The invention relates to a radio sensor comprising a support and a transceiver aerial, for realising with polar co-ordinates a radio map of a site, after a detection of a duration TM.
The invention can be used for civil as well as military purposes. When attached to an aircraft, such a radio sensor can be used at low altitude for forming a picture of the nearby landscape situated ahead of the aircraft. The same sensor, when installed on the roof of a factory, can also perform a monitoring function by forming radio picture(s) of the factory surroundings.

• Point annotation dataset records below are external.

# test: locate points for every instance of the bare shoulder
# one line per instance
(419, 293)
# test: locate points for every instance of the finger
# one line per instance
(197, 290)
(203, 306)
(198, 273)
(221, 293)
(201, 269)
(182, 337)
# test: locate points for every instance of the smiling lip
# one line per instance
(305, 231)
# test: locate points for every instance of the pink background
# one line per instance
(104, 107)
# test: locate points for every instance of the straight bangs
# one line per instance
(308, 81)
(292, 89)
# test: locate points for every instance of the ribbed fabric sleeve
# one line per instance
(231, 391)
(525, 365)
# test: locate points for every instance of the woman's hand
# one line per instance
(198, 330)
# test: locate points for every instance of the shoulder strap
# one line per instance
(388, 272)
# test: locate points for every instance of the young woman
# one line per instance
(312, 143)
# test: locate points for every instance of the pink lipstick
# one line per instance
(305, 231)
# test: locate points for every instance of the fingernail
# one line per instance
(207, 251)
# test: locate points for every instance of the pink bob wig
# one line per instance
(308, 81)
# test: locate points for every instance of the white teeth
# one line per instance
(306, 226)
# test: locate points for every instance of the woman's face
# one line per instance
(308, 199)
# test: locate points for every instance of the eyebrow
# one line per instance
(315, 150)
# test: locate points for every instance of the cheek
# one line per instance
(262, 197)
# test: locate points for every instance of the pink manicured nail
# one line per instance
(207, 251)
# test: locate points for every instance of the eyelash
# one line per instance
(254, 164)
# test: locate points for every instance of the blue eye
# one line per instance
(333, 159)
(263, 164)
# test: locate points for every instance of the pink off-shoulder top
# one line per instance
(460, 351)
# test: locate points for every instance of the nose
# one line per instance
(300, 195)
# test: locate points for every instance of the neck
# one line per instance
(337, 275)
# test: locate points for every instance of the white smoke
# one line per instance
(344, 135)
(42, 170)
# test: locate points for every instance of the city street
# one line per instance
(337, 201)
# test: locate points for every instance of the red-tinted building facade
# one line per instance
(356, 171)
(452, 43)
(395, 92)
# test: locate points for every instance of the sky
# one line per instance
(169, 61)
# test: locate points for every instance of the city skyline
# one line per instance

The type of radio map considered in this context is known in the English language by the name of PPI for "Plan Position Indicator". Devices of the type mentioned in the opening paragraph are known with which radio maps of the ground can be realised, such as for example, the radar called "Antilope" used on the French "Mirage 2000" fighters, and manufactured by the companies of ELECTRONIQUE SERGE DASSAULT and THOMSON-CSF. These known devices are pulse radars comprising a mobile aerial for realising the sector scanning necessary for establishing the map with polar co-ordinates. In this case a transceiver aerial is concerned whose support is constituted by a stabilized platform. To compensate for the stray pitching, rolling and twisting motion of the aircraft, the position of the stabilized platform is controlled such that this platform permanently rests in parallel with itself, in a predetermined direction. The disadvantages of this prior art device are its complexity, its fragility and its high cost, basically due to the two combined relative movements of the aerial.